Keywords: Ciprofloxacin, Calu-3, liposomes, twin-stage impinger, nebulisation


Rapid absorption and clearance of antibiotics from the lungs presents a major drawback to localised treatment of chronic respiratory tract infections, in patients with cystic fibrosis (CF) and non-CF bronchiectasis (BE). Hence, liposomal ciprofloxacin nanoparticles were developed to control the release of antibiotics following inhalation and prolong its residence time in the lung. The formulation was evaluated for its release profile, aerosol performance and antimicrobial activity. Liposomal and free ciprofloxacin formulations were nebulised, using a Pari LC Sprint® nebulizer, directly onto Calu-3 bronchial epithelia cells placed in an in vitro twin-stage impinger (TSI) to assess the kinetics of release. The aerosol performance of both the liposomal and free ciprofloxacin formulation was characterised using the next generation impactor. Minimum inhibitory and bactericidal concentrations (MICs and MBCs) were determined and compared between formulations to evaluate the antibacterial activity. The liposomal formulation successfully controlled the release of ciprofloxacin in the cell model and showed enhanced antibacterial activity against Pseudomonas aeruginosa. In addition, the formulation displayed a respirable aerosol fraction of 70.5 ± 2.03% of the emitted dose. Results indicate that the in vitro TSI air interface Calu-3 model is capable of evaluating the fate of nebulised liposomal formulations and support the potential for inhaled liposomal ciprofloxacin to provide a promising treatment for respiratory infections.







1.    Introduction

Respiratory tract infections (RTIs) cause significant morbidity and mortality in patients with chronic obstructive lung diseases such as CF and non-CF BE. In CF, a genetic defect in the cystic fibrosis transmembrane conductance regulator Cl– channels cause abnormally thick mucus to plug airways, block gland ducts, reduce mucociliary clearance and diminish other antimicrobial defences [1]. In comparison, non-CF BE is characterised by permanent dilatation of the major bronchi and bronchioles caused by destruction of the muscles and elastic tissues [2]. Despite their differences, both diseases have similar characteristics in terms of accumulation of mucus in the lungs, causing recurrent pulmonary infection and inflammation [23]. The cycle of infection and inflammation periodically develops into exacerbations where chronic colonisation of the airway by bacteria, especially Pseudomonas aeruginosa (P. aeruginosa) causes a more severe decline in lung function, increased hospitalization and high mortality rates [45].

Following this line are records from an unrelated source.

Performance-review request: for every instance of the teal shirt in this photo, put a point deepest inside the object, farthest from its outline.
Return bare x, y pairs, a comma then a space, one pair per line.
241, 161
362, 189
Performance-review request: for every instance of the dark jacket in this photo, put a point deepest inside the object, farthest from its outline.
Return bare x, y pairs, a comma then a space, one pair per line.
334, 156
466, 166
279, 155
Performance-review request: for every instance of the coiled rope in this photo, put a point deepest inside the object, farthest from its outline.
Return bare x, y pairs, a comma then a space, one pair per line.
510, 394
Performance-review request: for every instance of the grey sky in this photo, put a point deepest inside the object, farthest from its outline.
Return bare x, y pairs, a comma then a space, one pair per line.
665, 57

CF patients generally receive extensive antibiotic treatments to maintain lung function and prevent exacerbations. The drugs are a combination of oral, intravenous and inhaled antibiotics. Inhalation antibiotics have become a standard part of treatment for CF patients with P. aeruginosa lung infections as it directly targets the lung minimising systemic toxicity and reducing emergence of drug resistance. Studies have shown that inhaled antibiotic treatment significantly improves the quality of life of patients by decreasing hospital admission due to exacerbations and reduced respiratory function impairment [67]. Current inhalation treatments for CF, approved by the Food and Drug Administration, are limited to tobramycin (TOBI®) and more recently aztreonam (Cayston®). Conversely, standardised antibiotic treatment for non-CF bronchiectasis are yet to be approved [8] as tolerability is an issue when patients require long-term treatment [9]. Another major challenge faced by localised treatment of respiratory tract infections (RTIs) is the rapid absorption and clearance of antibiotics from the lungs. Multiple dosing each day and lengthy treatment time of those administrations is therefore required to maintain sufficiently high levels of antibiotics for its antimicrobial efficacy.

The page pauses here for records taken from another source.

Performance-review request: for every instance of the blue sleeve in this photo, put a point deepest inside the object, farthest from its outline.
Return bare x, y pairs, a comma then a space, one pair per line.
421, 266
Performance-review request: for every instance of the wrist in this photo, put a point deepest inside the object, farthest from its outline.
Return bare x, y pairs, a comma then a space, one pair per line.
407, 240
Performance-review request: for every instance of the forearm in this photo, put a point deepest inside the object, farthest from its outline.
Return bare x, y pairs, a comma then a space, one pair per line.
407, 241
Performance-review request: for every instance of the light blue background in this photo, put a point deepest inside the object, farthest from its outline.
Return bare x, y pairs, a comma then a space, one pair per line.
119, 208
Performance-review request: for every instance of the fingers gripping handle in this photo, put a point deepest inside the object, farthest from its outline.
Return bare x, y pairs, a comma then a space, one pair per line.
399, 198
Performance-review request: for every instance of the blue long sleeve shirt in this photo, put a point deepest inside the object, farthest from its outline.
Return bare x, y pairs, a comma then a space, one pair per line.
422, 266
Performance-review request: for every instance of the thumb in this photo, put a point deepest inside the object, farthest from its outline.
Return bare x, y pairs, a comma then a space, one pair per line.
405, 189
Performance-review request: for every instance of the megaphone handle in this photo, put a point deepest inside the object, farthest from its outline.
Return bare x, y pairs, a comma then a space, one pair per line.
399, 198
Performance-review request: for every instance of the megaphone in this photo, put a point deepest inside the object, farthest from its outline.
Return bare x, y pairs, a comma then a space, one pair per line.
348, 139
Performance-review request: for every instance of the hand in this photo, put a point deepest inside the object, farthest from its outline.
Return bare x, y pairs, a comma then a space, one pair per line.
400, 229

To reduce the burden of treatment, a controlled release antibiotic formulation would be beneficial as it increases the residence time through gradual and predictable release of antibiotics in the lungs. Hence, liposomal ciprofloxacin for inhalation (CFI) was formulated with lipids and cholesterol designed to be delivered locally, targeting the site of infection directly. Ciprofloxacin is a suitable candidate as it is an established broad-spectrum fluoroquinolone antibiotic indicated for exacerbation treatment of RTI including P. aeruginosa in its oral and parenteral dosage forms. However, it is not routinely used due to its systemic side effects and resistance concerns. Liposomal formulations on the other hand have been shown to improve pharmacokinetics and biodistribution, decrease toxicity and enhance activity against extracellular pathogens, in particular overcoming bacterial drug resistance [10-12].

Previous studies with aerosolised delivery of liposomal ciprofloxacin have been performed to evaluate the kinetic profiles and efficacy of liposomal ciprofloxacin inhalation on human and animal subjects [13-16]. Although in vivo analyses are the preferred methods to evaluate drug deposition, distribution and absorption after pulmonary administration, in vitro cell models are appropriate systems to study absorption and metabolism, localization and retention time of drugs and carrier systems at the airway epithelium at a cellular level [17]. In addition, cell culture models of the pulmonary epithelium could potentially be used as an alternative or complementary method to expensive and time consuming in vivo studies, especially to screen the potential of various preclinical formulations [18].

Recognising that there is a need for the development of an in vitro model that could potentially be used to reflect the transport characteristics in vivo, our previous study established an air-interface Calu-3 cell model coupled with a modified twin stage impinger for release profiling of controlled release dry powder respiratory formulations [19]. The study have found that the release kinetic profiles of controlled release ciprofloxacin formulation using polyvinyl alcohol as its release controller showed a higher transport rate compared to ciprofloxacin alone in the cell model. However, contrary results were observed using the diffusion cell suggesting that the cell model provides a more physiologically relevant model. The Calu-3 cell model is a sub-bronchial epithelial cell line that has similar in vivo characteristics in terms of morphology, electrical resistance and mucus production [20] to native pulmonary epithelium. Additionally, it has been well established and characterised model for drug delivery and toxicology [21-24]. In the present study, this model is further evaluated for its release profiling capacity in terms of nebulised liposomal formulations. The formulation is nebulised directly onto the Calu-3 cells placed within an in vitro twin stage impinger. This experimental design may help clarify the interactions between the drug and its carrier system on the epithelial cells as it produces a more representative exposure than the alternative of direct application of the formulation onto the surface of the cells.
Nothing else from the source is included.